I cannot stop thinking about this past June’s TCG conference (which I sadly could not be in attendance for but which I read about extensively in American Theater) and Kwame Kwei-Armah’s keynote speech. He said “Theater is foreign policy” and spoke about the necessity for artists to consider themselves cultural diplomats in the global community. I keep turning this thought over and over in my mind, and have realized that the TEAM has ended up doing this without really meaning to. We first went to Edinburgh in 2005 because we believed we could get reviews there in a way the New York press all but ignores companies working at the level we were at at the time. But since that time our international touring has grown and grown, and in 2009 we will hopefully be leaving the English speaking world for the first time.
After every performance we invite our audiences to come with us to the theater’s restaurant/bar (or if we’re in America where for some reason few theaters are constructed with public gathering spots, a neighborhood joint) and talk with us about the themes of the play, ask questions or pose challenges. And again and again we are told when abroad, “I am so relieved to know that there are Americans thinking critically about their country.” Not in the negative sense, just asking questions.
I am not sure I have anything to add to this discussion…I think the next administration should take Kwei-Armah’s words to heart and subsidize exchange between America and countries/communities around the world. Theater has to be a part of the process of restoring our nation’s broken image across the globe because by it’s nature it is local and personal.
This is not exactly about the TEAM, but for a company called “The Theatre of the Emerging American Moment” I do think it speaks to the forces that motivate us.
David and me and Frankie at the offices
Just a note to say that Frank Boyd (performer) and I went down to South Philly yesterday to volunteer for the Obama campaign and it was a truly phenomenal experience. The offices down there – and I’m sure across the country – need all the help we can give, financially and in terms of time. This is a massive grassroots effort, and yesterday Frank and I (and Frank’s pal David!) got to do it all: we registered voters on South Street, we canvassed a neighborhood that can only properly be described as the projects and had extraordinary conversations with people, and we made phone calls to try to get more volunteers.
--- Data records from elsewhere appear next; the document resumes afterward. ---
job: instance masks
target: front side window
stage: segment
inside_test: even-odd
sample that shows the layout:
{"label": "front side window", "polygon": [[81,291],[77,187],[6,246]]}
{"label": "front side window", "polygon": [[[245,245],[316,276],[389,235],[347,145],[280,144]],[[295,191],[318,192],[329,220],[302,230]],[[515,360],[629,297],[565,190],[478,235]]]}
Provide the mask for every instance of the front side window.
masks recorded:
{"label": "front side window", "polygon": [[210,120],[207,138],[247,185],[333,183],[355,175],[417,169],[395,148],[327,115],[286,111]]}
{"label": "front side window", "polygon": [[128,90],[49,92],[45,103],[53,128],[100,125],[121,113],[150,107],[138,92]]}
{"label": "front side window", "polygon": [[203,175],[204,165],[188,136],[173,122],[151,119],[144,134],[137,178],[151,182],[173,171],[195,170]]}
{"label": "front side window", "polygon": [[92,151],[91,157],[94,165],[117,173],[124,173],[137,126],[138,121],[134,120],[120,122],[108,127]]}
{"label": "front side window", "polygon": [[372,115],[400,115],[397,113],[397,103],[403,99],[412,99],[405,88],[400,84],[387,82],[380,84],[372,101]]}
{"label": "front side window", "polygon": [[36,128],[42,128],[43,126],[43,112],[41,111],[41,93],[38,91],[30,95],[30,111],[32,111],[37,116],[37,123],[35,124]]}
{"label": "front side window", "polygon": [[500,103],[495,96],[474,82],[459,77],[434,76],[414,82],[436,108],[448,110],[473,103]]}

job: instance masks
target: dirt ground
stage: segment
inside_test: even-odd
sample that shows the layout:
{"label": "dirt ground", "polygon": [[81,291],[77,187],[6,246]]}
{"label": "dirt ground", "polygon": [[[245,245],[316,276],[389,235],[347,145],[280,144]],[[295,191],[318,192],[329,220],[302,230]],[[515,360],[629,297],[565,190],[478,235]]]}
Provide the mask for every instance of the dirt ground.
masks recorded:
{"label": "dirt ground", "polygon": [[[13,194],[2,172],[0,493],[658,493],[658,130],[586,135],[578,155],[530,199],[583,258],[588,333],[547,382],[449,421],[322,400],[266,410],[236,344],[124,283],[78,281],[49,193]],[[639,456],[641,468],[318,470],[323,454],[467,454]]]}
It was cool, and fun and definitely tangibly useful.
What I think is most fearsome to most volunteers, we really grafted to, which was talking frankly and positively and strongly to a VERY poor black neighborhood. The necessity of as many people registering as possible before the deadline on October 6th, and then getting them to vote cannot be overstated. I talked with a 19-year old girl yesterday who was not registered and had been taught all her life NOT to vote because the system was so corrupt anyway that “one African American doesn’t equal one vote” (her words). Anyway, we talked for about 10 minutes, and at the end I got her to register. And to pass a registration form on to her mom. Who knows if she will vote, but I think it was a very important encounter.
Anyway, the time they can MOST use volunteers is weekend days, but also 4pm-9pm every day of the week. There’s a MONSTER PUSH to register before October 6th, but then a monster push to get people persuaded and out. Pennsylvania canNOT be lost. It’s about $13 each way if you take NJ transit to PA public transport just down to Philly, and then I’m sure a cab to this office. OR easy to split between a group a zipcar or car rental. Less than 2 hours to get down there, so you really can go for a day.
I just thought it was amazing, so I urge you to consider doing. I am definitely planning on going back down, so let me know when you might be able to go!